Après avoir quitté le village établi autour de l’une des deux seules sources du mont Ararat, le seul où ils savaient qu’ils pourraient être accueillis et hébergés sans difficulté, ils ne croisèrent qu’une seule de ces tribus hostiles de la frontière. Il y avait là une bonne trentaine de guerriers à pied, couverts de peintures de guerre, équipés pour le froid et armés pour le combat, qui occupaient une position en hauteur leur donnant l’avantage, prêts à en découdre avec les intrus.

Le sort accorda qu’ils fussent de ceux pour qui la légende de l’Éligible n’était pas inconnue. Après une brève négociation, ils ne s’opposèrent pas à son passage sur leurs terres. Ils furent tout de même surpris de voir l’Éligible et ses hommes se diriger vers la brande des esprits maléfiques qui leur était, à eux, interdite par leur croyance. Ils leur souhaitèrent bonne chance avec une certaine ironie.

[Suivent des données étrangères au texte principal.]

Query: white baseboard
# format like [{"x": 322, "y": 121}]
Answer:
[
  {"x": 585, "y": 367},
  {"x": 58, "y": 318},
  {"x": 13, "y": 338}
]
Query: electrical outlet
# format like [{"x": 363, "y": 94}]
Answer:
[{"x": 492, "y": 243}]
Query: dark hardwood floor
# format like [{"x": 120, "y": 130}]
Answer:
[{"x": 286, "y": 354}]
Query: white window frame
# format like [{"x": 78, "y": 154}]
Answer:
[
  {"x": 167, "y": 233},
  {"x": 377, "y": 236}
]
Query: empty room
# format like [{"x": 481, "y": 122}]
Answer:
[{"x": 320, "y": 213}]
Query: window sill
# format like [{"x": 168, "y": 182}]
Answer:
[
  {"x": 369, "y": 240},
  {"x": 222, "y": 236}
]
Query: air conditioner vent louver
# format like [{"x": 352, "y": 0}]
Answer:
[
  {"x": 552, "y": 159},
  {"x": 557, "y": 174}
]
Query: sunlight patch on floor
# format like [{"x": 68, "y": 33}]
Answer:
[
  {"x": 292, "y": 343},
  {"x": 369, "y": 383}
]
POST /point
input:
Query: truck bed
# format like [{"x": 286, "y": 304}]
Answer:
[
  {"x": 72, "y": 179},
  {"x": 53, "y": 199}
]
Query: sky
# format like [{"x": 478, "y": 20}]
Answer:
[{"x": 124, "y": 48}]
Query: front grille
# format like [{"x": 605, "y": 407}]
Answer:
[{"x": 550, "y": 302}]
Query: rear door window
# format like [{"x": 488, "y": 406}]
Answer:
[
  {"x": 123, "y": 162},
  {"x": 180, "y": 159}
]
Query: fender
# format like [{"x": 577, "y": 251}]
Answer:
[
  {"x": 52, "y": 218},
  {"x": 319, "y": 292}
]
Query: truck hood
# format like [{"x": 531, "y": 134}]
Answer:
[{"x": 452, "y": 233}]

L’Ermite vivait au centre de cette dernière lande d’altitude avant les neiges éternelles du sommet, une lande elle aussi recouverte de neige tout au long de l'année en dehors de quelques lunes en été. Cette inaccessibilité n’aurait pourtant pas suffi à protéger l’Ermite des attaques de pillards venus des mondes sauvages du levant, ceux au-delà des monts. C'est pour cela que les terres alentour étaient maudites. Couvertes de sortilèges et peuplées d’esprits maléfiques, elles ne permettaient à aucune tribu de ne jamais s’y aventurer, en particulier les plus rustiques et violentes qui étaient aussi les plus craintives des maléfices. Des pierres dressées et gravées signifiaient cette interdiction aux abords de la lande. Ces mises en garde, dans de multiples écritures connues, disparues, ou composées des signes et des symboles correspondant aux cultures des tribus les plus ancestrales, formaient ainsi une interdiction comprise de tous. On disait que l’Ermite vivait là sans manger ni boire depuis plus de neuf-mille lunes. Personne ne l’avait rencontré à part les Éligibles, mais qui en conservaient un secret absolu.

Iakal, comme chaque Éligible avant lui, lui apportait de somptueux présents de la part du peuple de la Nef. Depuis près de huit-cents ans, au rythme d’un Éligible tous les deux ou trois ans en moyenne, l’Ermite devaient avoir accumulé un trésor si grand qu'on ne puisse imaginer !

[1] Le mont Ararat culmine à 5 165 m.